If you are “perfect”, you may believe you’ve set an example that others will need to live up to. You’ve set unrealistic standards for yourself so you can expect the same from others.

When you fall into this cycle, it may be difficult to delegate or trust others with your exceedingly high standards. So you micromanage and feel overwhelmed and exhausted as you try to compensate for their perceived inadequacies.

This sets you up for guaranteed disappointment. Everyone is going to “fail” at some point. And you put added pressure by putting yourself even higher on the pedestal of perfection. If you have a moment of imperfection, it’s like you’re giving those around you permission to do the same. Which clearly means your world as you know it will crash and burn into chaotic oblivion. Yeah…let’s get a fact-check on that one.

What can you do?

Identify the strengths and weaknesses of yourself and others. Allow for vulnerability so everyone can jump in where someone is weak and let them shine where they’re strong. Allow others to contribute to a task's success, even if it’s not as “perfect” as you might have previously demanded.

As a successful woman, managing your perfectionistic tendencies is crucial. 

Letting those behaviors run unchecked will leave you feeling less productive than you want to be and far less in control of your time and your life. By applying the above techniques, you can continue to deliver exceptional value while fostering a healthier life balance. 
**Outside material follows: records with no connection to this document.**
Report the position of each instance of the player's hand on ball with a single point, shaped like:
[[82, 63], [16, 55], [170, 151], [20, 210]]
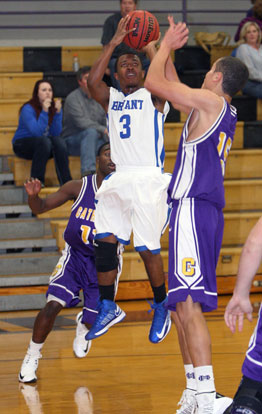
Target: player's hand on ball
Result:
[[151, 45], [121, 31], [177, 34]]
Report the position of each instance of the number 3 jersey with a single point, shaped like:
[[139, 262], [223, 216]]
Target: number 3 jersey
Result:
[[200, 164], [136, 129], [79, 233]]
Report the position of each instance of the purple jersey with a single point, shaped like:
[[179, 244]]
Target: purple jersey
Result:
[[80, 230], [200, 164]]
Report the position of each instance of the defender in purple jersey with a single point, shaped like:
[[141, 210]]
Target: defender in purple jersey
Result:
[[196, 196], [75, 271], [248, 398]]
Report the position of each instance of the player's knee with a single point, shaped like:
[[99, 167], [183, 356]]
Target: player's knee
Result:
[[52, 308], [106, 256], [248, 398]]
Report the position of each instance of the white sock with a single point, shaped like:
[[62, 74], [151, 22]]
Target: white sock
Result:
[[34, 348], [204, 379], [190, 377]]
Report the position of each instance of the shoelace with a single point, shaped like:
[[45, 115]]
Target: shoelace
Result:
[[189, 403], [29, 356]]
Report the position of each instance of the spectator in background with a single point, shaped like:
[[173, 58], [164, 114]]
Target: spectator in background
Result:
[[253, 15], [84, 124], [250, 11], [250, 52], [109, 29], [37, 136]]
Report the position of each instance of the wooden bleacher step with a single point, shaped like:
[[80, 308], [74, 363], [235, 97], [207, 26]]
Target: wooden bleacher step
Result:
[[9, 111], [28, 263], [11, 59], [241, 164], [6, 135]]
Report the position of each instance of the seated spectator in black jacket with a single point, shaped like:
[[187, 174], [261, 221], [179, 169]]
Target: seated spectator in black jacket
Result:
[[84, 124], [37, 136]]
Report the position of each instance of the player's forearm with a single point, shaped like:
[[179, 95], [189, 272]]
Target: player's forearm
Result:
[[156, 71], [170, 71], [98, 69], [250, 260]]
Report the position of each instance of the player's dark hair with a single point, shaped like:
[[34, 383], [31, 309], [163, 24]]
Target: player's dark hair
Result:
[[131, 52], [82, 71], [235, 74], [101, 147]]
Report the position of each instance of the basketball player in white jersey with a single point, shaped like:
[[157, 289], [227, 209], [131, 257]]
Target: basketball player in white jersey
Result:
[[196, 196], [134, 198]]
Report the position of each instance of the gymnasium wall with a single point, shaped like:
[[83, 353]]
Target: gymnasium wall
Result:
[[79, 22]]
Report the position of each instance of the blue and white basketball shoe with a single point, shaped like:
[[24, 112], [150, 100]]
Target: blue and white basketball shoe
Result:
[[109, 313], [161, 323]]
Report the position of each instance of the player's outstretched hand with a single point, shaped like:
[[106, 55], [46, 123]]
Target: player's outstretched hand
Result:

Let go of the pursuit of perfect. Not only is there no such thing…but it’s detracting from the amazing you that already exists. 

If you need help shaking yourself out of a perfectionistic overwhelm spiral, check out this free checklist to stop feeling overwhelmed in 5-minutes or less. Anytime. Anywhere. For any situation. 

Now get out there. Try even if you might suck at it. Speak up. Embrace those imperfections!